Y ya que hemos hablado de privaciones, bueno será recordar que antes de 2003 Irak sufrió ya 12 años de sanciones en lo que H. C. von Sponeck, coordinador humanitario de Naciones Unidas en Irak, ha calificado como “una forma de guerra diferente”. Interpretando de un modo restrictivo la prohibición de comprar materiales que pudieran ser utilizados para la guerra, se impidió a los iraquíes adquirir ambulancias y medicamentos o reparar los sistemas de depuración del agua, con unas consecuencias gravísimas para la salud y la vida de sus habitantes y en especial de los niños, que se vieron privados de vacunas contra la hepatitis infantil, el tétano y la difteria, con el argumento de que contenían cultivos vivos que podían usarse para desarrollar armas bacteriológicas. Según una estimación que UNICEF publicó en 1999, las sanciones fueron responsables de que, desde el fin de la primera guerra del Golfo, hubiese cada mes 5.000 muertes de niños de edad inferior a los cinco años que hubieran podido evitarse con una atención médica adecuada. La tasa de mortalidad infantil, que en 1990 era en Irak del 50 por mil, llegó en 1998 a 125 por mil, más del doble. El profesor Richard Garfield, de la Universidad de Columbia, calculó que las sanciones habían causado tal vez medio millón de muertes.

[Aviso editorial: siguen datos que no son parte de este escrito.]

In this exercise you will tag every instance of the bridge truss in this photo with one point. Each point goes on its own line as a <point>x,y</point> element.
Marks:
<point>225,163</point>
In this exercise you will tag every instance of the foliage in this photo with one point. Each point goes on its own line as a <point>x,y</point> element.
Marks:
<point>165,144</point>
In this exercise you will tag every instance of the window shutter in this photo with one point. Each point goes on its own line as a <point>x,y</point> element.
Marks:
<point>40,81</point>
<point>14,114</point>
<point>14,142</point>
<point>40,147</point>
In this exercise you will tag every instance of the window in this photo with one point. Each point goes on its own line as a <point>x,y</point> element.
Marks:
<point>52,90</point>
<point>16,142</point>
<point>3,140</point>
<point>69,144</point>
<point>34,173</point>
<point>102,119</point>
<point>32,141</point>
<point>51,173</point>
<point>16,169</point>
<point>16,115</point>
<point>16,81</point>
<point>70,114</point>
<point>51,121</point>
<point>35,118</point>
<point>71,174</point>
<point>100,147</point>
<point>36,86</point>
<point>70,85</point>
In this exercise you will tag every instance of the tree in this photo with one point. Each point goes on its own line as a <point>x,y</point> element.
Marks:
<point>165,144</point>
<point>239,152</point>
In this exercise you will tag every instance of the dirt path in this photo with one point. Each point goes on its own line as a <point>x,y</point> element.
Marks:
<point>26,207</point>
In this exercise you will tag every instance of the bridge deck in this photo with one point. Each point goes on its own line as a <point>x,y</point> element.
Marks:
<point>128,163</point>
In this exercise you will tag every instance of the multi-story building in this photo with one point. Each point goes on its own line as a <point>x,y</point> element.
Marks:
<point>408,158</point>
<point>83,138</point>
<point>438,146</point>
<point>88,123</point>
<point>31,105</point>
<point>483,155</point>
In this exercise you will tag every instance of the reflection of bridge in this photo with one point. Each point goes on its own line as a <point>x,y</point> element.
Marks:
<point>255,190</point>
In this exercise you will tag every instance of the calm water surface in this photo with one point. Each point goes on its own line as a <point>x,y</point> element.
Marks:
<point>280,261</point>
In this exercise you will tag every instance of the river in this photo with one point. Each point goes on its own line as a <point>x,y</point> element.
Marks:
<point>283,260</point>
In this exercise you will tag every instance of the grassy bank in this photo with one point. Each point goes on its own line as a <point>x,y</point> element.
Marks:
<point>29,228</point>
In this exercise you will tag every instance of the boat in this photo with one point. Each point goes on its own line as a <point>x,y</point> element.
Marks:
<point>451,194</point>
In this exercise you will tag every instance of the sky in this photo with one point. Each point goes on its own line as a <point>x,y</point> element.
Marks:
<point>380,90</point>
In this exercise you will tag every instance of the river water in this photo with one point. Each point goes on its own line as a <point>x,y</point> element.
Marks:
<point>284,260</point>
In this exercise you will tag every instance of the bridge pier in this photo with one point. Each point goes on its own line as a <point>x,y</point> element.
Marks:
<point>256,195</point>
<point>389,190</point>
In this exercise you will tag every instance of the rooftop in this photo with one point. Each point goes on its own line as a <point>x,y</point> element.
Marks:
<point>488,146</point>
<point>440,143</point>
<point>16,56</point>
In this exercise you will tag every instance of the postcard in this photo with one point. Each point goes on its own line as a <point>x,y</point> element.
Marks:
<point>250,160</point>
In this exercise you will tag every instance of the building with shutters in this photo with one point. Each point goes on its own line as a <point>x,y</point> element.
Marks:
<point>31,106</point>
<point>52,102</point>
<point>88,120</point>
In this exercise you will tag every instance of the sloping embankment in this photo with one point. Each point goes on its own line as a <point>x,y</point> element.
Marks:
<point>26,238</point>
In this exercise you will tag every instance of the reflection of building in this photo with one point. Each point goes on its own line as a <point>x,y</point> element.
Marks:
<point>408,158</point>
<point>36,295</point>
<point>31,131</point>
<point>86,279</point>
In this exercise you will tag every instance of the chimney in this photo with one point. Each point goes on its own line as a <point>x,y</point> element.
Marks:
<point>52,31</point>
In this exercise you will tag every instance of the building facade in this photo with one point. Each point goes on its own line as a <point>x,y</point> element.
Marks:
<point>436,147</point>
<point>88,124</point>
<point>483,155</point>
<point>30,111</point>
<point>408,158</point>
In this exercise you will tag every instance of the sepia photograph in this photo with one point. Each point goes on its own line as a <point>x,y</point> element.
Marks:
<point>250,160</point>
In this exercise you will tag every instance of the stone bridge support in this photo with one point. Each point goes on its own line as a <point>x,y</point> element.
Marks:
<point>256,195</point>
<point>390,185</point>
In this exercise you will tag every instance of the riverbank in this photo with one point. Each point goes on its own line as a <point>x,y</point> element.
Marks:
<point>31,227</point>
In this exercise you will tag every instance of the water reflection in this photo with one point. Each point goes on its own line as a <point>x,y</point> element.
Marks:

Ante una realidad semejante, ¿cómo se puede aceptar que se siga manteniendo la ficción de los cien mil muertos? Si a unas cifras más realistas le añadimos el aspecto cualitativo que nos da la documentación recientemente publicada –que nos habla de torturas practicadas con la plena tolerancia de Estados Unidos, cuando no con su colaboración–, tendríamos que llegar a la conclusión de que lo que ha habido en Irak no ha sido una guerra, sino una de las peores matanzas de la historia: un genocidio cuyos responsables deberían ser llevados ante los tribunales.